On 07.06.2013 02:04, Koobee Wublee wrote:
On Jun 6, 1:45 pm, "Paul B. Andersen" wrote:
On 06.06.2013 18:33, wrote:


I am really curious here : you mean GR predicts exactly 43"
per century? What are the limits of error he if we improve
the accuracy of measurements in the future and it turns out
to be 43.0001" per century does it mean GR is invalidated or
just simply not accurate, or do we blame the other effects
for this?


According to:
Myles Standish, Jet Propulsion Laboratory (1998)
GR predicts 42.98 +/- 0.04 arc secs per century.

According to:
Clemence, G. M. (1947). "The Relativity Effect in Planetary Motions".
Reviews of Modern Physics 19 (4): 361–364.
The tug from other planets is 531.63 +/- 0.69
and the observed is 574.10 +/- 0.65 arc secs per century
(both relative to 'stationary space')

So the 'anomaly' is 42.45 +/- 1.13 arc secs per century

GR's prediction is well inside the error bars.


Has Paul ever examine the precession of the equinox more closely?
shrug

http://en.wikipedia.org/wiki/Axial_p...ion_(astronomy)

According to the above link, the exact period is 25,772 years (with no
error bar given) which translates to 257.72 centuries.

360 * 60 * 60 / 257.72 = 5,028.7”

As Paul has pointed out, Le Verrier had observed 5,600.0” (with no
error bar given and with unknown digits of significance but at least
2).

5,600.0” – 5,028.7” – (531.63” +/- 0.69”) = 39.7” +/- 0.7”
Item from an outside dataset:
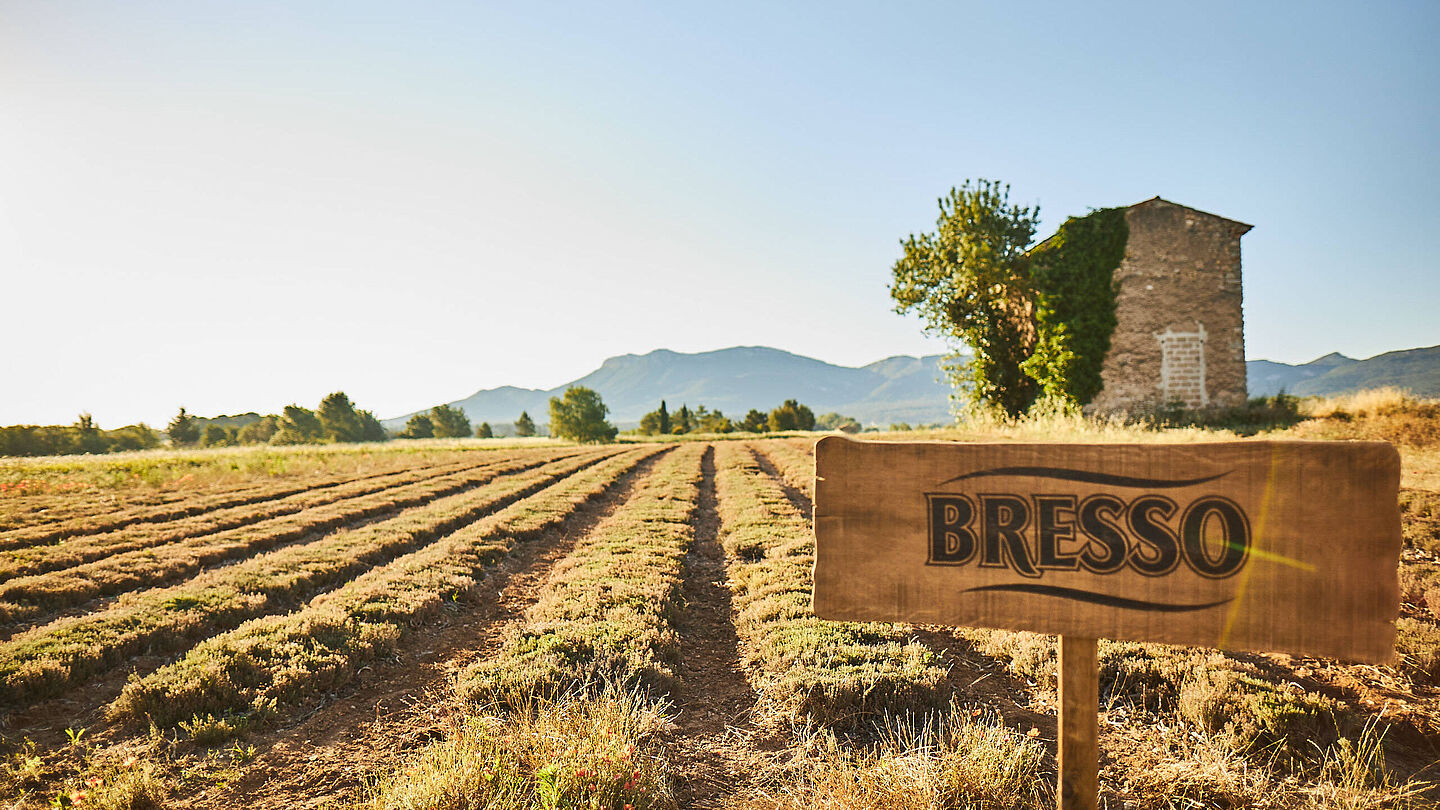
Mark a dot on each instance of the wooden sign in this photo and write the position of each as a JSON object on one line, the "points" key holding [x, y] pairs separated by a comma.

It is about 3” less than the fudged prediction of the Schwarzschild
metric. So, it looks like the data is fudged as well as the
prediction. shrug

Want to go through the differential equations? Are you up to it at
your elderly age? :-)


What's your point?
According to Le Verrier himself the anomaly was 38"
"within one second", which is even further from GR's prediction.
So what?
Le Verrier's achievements were impressive for its time,
but now they are mostly of historical interest.

And note that the more resent data I gave above were
relative to 'stationary space', that is relative to
a frame of reference that doesn't rotate with the equinoxes.

--
Paul

http://www.gethome.no/paulba/
============================================
Yeah, but how many angels DO dance on the head of a pin?